On the television scene, DuVernay directed the documentary ‘Venus Vs.’ for ESPN’s 30 for 30 series. It centered on how tennis star Venus Williams challenged the long-held practice of women tennis players being paid less than their male counterparts at Wimbledon.
Back in July, Deadline reported Pathe UK, Brad Pitt’s Plan B and producer Christian Colson had chosen DuVernay to helm the MLK film Selma, with her ‘Middle of Nowhere’ star David Oyelowo still on board as the fallen Civil Rights Leader. She replaces Lee Daniels, who made several attempts to get it off the ground but ended up directing another history film, ‘Lee Daniels’ The Butler.’ Time will tell if Daniels’ initial cast of Hugh Jackman, Liam Neeson, Ray Winstone, Robert De Niro, and Cedric the Entertainer will still be involved with a new director attached.
During the summer, she directed another short called ‘Say Yes,’ which featured Lance Gross and Kali Hawk in leading roles, with cameo appearances from “Awkward Black Girl” star and creator, Issa Rae, musical recording artist, N’dambi, actress Lorraine Toussaint, and filmmaker and author Julie Dash.
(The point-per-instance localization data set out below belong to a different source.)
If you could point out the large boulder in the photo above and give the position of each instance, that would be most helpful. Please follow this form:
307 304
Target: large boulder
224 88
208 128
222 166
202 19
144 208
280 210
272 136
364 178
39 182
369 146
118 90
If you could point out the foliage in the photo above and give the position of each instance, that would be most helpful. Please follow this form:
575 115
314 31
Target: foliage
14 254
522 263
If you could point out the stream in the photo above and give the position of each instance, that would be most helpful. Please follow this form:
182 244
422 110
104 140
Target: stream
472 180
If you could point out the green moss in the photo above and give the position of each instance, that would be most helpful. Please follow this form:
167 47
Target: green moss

The film explores the power of the affirmative, and the beauty that blossoms from embracing life. It was inspired by the Fashion Fair lip color, Say Yes.
In September , she was added as a member to the Sundance Institute’s Board of Trustees, which is responsible for the governance of the Sundance Institute and all its offerings, including the Sundance Film Festival, the Sundance filmmakers Labs and Sundance grant-giving.
Within that same month, DuVernay directed “INTERLUDES LIVE! with John Legend,” a one-of-a-kind performance by the 9-time Grammy award-winning singer/songwriter at the Red Rooster Restaurant paired with a series of interviews shot on the streets of Harlem. It was shown on TV One as well on HelloBeautiful.com, the world’s #1 digital platform for African American women and women of color.
Though her independent lablel, AFFRM, DuVernay launched a podcast series dedicated to black filmmakers called ‘The Call-In.’ where she interviewed black filmmakers from across the diaspora in casual, candid conversations focused on the craft. This year’s pool of talent included Mother of George’s Andrew Dosunmu, Newlyweed’s Shaka King, Things Fall Apart’s Charles Murray, God Loves Uganda’s Roger Ross Williams, and The Best Man Holiday’s Malcolm D. Lee.
It doesn’t get any better when the hottest TV producer (Shonda Rhimes) calls you up to direct an episode of her captivating and twitter hog series ‘Scandal.’ Duvernay directed the eighth episode of season 3 titled ”Vermont is for Lovers Too,” which featured Kerry Washington, along with Khandi Alexander and Joe Morton, who play Olivia Pope’s parents.
To finish the year, in late December, DuVernay and her team at AFFRM hosted a 9 hour Rebel-a-thon on Twitter where filmmakers like Julie Dash, Ryan Coogler, Victoria Mahoney, Justin Simien, Pete Chatmon and many more took over AFFRM’s Twitter account for 9 hours to discuss and celebrate black cinema.
In short, DuVernay had one hell of a year and we haven’t seen her best work yet.